What did Codegen do in tvm?


For instance, when I viewing the code in the tvm/src/codegen,I am confused. I want to know what codegen does to make it match the corresponding backend.


It translates the TVM IR into another IR that can be compiled into executable code. For example, code in src/codegen/llvm generates LLVM IR, which is then handed over to the LLVM’s optimizer/code generator to get the object file or assembly. codegen_c.cc will translate TVM IR into C code which then can be compiled using a C compiler, etc.


Thank you for your answer,My current question is how to read the codegen code. because I can not reach the level of fast reading code.For example, I want to read the implementation of X86, but there are too many codegen files, such as codegen.c, codegen_c.cc and llvm folder corresponding codegen_cpu.cc, codegen_x86_64.cc.At the same time, there are more codes in the file. How can I read the key points?

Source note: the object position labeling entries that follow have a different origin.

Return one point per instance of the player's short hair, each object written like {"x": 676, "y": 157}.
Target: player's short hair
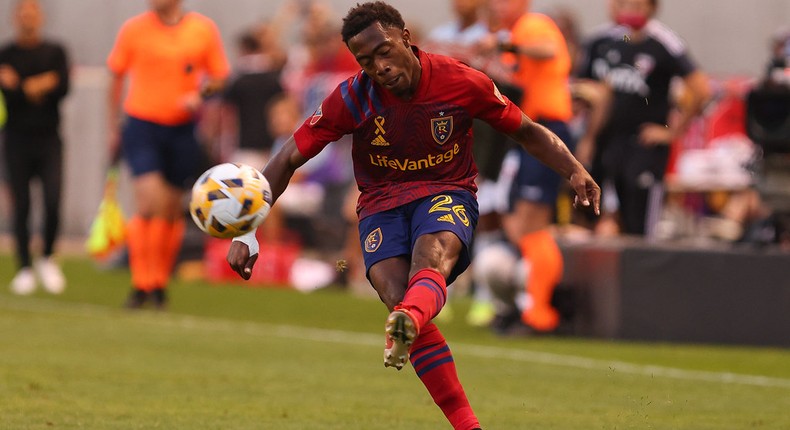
{"x": 363, "y": 15}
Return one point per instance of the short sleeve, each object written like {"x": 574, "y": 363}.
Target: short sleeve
{"x": 330, "y": 121}
{"x": 120, "y": 56}
{"x": 490, "y": 105}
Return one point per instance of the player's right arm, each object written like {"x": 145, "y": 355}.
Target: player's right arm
{"x": 118, "y": 62}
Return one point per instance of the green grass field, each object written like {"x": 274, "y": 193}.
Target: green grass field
{"x": 230, "y": 357}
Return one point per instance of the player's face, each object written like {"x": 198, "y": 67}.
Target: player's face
{"x": 635, "y": 7}
{"x": 386, "y": 56}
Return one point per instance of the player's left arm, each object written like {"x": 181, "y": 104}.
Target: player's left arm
{"x": 547, "y": 147}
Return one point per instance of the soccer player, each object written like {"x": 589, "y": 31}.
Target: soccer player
{"x": 410, "y": 114}
{"x": 636, "y": 58}
{"x": 34, "y": 79}
{"x": 536, "y": 47}
{"x": 167, "y": 53}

X86-64 uses LLVM, so you could start with codegen_llvm.cc. codegen_cpu.cc is derived from codegen_llvm, and codegen_x86_64.cc is further derived from codegen_cpu. Most of the codegen happens in the first two files, whatever is not handled by codegen_cpu is dealt with in codegen_llvm. The last one, codegen_x86_64 is only there to generate some vector intrinsics.
They all work in a similar way: they have visitor functions that are called for each element (statement or expression) of the TVM/Halide IR, and generate the corresponding LLVM IR. For example,

llvm::Value* CodeGenLLVM::VisitExpr_(const And* op) {
  return builder_->CreateAnd(MakeValue(op->a), MakeValue(op->b));

This is one of the simplest functions in there, but illustrates the concept: MakeValue takes an expression (in TVM/Halide IR) and returns the corresponding llvm::Value. Then the call to CreateAnd creates an And operator in LLVM IR, using the llvm::Value values returned by MakeValue.
Many of the translations are not so straightforward, so the “Visit” functions are more complicated, but the concept remains more or less the same.


Thank you for your answer and I have helped a lot. I have been reading the code in these two days.I suddenly have a question about whether Halide IR was converted to LLVM IR in CodeGen. Is this step already using LLVM?

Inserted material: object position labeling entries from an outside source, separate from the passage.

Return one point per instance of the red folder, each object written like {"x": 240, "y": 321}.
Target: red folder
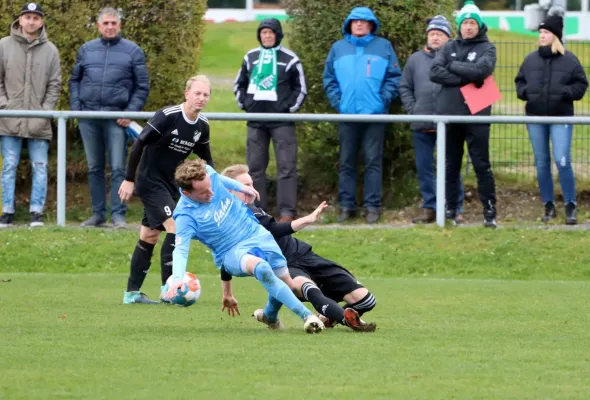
{"x": 478, "y": 99}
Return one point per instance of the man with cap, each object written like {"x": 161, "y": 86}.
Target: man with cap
{"x": 418, "y": 95}
{"x": 30, "y": 79}
{"x": 271, "y": 80}
{"x": 470, "y": 58}
{"x": 361, "y": 76}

Yes, codegen converts Halide IR into LLVM IR.


Thank you very much for your help, but I still have some questions. If you have WeChat or other communication software, can you give me a convenient way to communicate?


No, sorry. Feel free to ask more questions on this forum, this way other people with the same questions can benefit from it.

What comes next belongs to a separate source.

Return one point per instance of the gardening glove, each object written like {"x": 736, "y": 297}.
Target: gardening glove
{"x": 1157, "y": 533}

OK,Here is my current problem: my general purpose is to add a specific backend supported by LLVM in tvm, so I tried to use existing riscv, my idea is that riscv is a CPU architecture, and I don’t need to support intrin instructions now, what do I need to do?


It may be the case that you don’t need to do anything, although it’s somewhat unlikely. Are you using a RISC-V simulator? Does it simulate the whole system, or just the environment for running applications?

When you create an LLVM target, pass “-target riscv32” (or riscv64) to it, i.e. “llvm -target riscv32” and see what happens. You will need LLVM with RISC-V backend enabled, and one that supports JIT compilation (I’m not sure if that’s available for RISC-V, but you can try and see).

In general, the easiest approach is to pretend that RISC-V is just another CPU, and rely on the CPU code. When something fails, fix it and try again. You’ll get a better understanding of what pieces are missing, and that’s something that’s often difficult to fully predict ahead of time.

I think someone has already tried using TVM on RISC-V, but it didn’t work because LLVM didn’t support PIC for RISC-V at the time. The RISC-V backend is actively developed in LLVM, and so this may no longer be a problem now.